NPD-Verbot: Die Verfassungsrichter sind zuversichtlich

Für das Verfahren zum NPD-Verbot gibt es enge Kriterien. Lesen Sie hier, welche das sind. Die rechtsextreme Partei befindet sich in leichtem Aufschwung.

Der Beschluss des Bundesverfassungsgerichts, im März über das Parteiverbot gegen die rechtsextreme NPD zu verhandeln, ist in der Politik auf Zustimmung gestoßen. Viele Länder-Innenminister, die das Verbot maßgeblich auf den Weg gebracht hatten, sehen darin ein hoffnungsvolles Zeichen. Gleichwohl bleibt Skepsis, wie das Urteil ausfällt. Der früheren Bundesinnenminister Gerhart Baum (FDP) spricht von „veränderten Umständen“, weil die NPD auch auf Pegida und ihre Ableger Einfluss nehmen könne. Bundestagspräsident Norbert Lammert sprach sich gegen eine Beteiligung des Bundestags an dem Verfahren aus, weil dies nicht notwendig sei.

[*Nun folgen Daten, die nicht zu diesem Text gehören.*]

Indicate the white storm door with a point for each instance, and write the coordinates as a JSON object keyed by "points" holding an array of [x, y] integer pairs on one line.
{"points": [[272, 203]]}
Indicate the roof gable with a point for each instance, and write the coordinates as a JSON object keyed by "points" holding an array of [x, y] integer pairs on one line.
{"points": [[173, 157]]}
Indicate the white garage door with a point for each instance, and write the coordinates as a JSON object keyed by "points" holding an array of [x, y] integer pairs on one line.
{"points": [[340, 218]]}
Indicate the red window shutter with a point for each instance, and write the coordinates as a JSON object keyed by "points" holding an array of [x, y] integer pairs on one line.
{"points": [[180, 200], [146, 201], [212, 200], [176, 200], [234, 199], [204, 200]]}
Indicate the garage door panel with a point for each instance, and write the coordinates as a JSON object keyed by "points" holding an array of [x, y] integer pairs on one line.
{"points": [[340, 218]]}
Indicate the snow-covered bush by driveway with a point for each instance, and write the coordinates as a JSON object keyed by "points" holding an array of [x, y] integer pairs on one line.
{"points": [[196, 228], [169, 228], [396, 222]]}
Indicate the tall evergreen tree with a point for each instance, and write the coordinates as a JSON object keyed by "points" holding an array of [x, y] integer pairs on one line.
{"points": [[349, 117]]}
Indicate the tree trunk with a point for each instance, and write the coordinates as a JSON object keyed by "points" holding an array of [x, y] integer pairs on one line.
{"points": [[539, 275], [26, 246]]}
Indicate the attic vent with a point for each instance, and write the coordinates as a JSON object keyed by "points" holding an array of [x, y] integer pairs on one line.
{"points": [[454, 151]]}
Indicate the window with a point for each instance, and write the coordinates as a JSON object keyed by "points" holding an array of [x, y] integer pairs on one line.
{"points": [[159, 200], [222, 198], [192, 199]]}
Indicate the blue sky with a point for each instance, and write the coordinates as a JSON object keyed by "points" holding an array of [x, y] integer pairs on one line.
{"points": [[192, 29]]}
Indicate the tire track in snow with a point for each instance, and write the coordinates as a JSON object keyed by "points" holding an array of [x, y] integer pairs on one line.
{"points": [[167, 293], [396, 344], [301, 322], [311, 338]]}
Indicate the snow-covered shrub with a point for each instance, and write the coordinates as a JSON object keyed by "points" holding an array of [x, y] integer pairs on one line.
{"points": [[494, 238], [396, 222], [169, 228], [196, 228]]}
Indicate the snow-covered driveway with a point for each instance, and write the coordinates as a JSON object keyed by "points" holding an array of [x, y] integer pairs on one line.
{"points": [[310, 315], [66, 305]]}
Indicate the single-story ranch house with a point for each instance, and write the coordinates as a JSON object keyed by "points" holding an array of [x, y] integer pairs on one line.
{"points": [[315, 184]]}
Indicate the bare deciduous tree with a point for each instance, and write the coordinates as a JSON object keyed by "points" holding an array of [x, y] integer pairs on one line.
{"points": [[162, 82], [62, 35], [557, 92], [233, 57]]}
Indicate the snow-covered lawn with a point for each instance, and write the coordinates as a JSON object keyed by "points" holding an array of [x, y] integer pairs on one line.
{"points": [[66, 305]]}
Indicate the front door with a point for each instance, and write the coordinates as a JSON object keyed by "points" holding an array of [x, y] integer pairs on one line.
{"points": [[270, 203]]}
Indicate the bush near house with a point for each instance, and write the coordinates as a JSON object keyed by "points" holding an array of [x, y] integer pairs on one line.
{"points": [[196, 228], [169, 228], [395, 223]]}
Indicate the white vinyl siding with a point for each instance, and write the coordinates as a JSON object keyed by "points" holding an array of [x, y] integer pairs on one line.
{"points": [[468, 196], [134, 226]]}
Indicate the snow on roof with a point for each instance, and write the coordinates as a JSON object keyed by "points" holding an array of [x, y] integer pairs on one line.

Die NPD trifft das Verfahren in einer Phase des langsamen Aufschwungs. Der Partei sei es gelungen, den Abwärtstrend zu stoppen, sagen Sicherheitskreise. Die Partei war bis 2014 auf 5200 Mitglieder abgesackt, in diesem Jahr jedoch habe sie von der Aufregung um Zuwanderung der Flüchtlinge profitiert und erstmals nach langer Zeit wieder leicht zulegen können.

Der ehemalige Parteichef Udo Voigt, seit Mai 2014 Abgeordneter im Europaparlament, spricht sogar von einem Anstieg auf 5800 Mitglieder. Voigt hofft sogar, die NPD werde bei der Landtagswahl am 13. März 2016 in Sachsen-Anhalt sechs bis sieben Prozent erreichen. Doch schon eine Annäherung an die Fünf-Prozent-Hürde könnte das Bundesverfassungsgericht nun verhagelt haben. Das gilt auch für die Ambitionen der NPD, im September 2016 erneut in den Landtag von Mecklenburg-Vorpommern einzuziehen.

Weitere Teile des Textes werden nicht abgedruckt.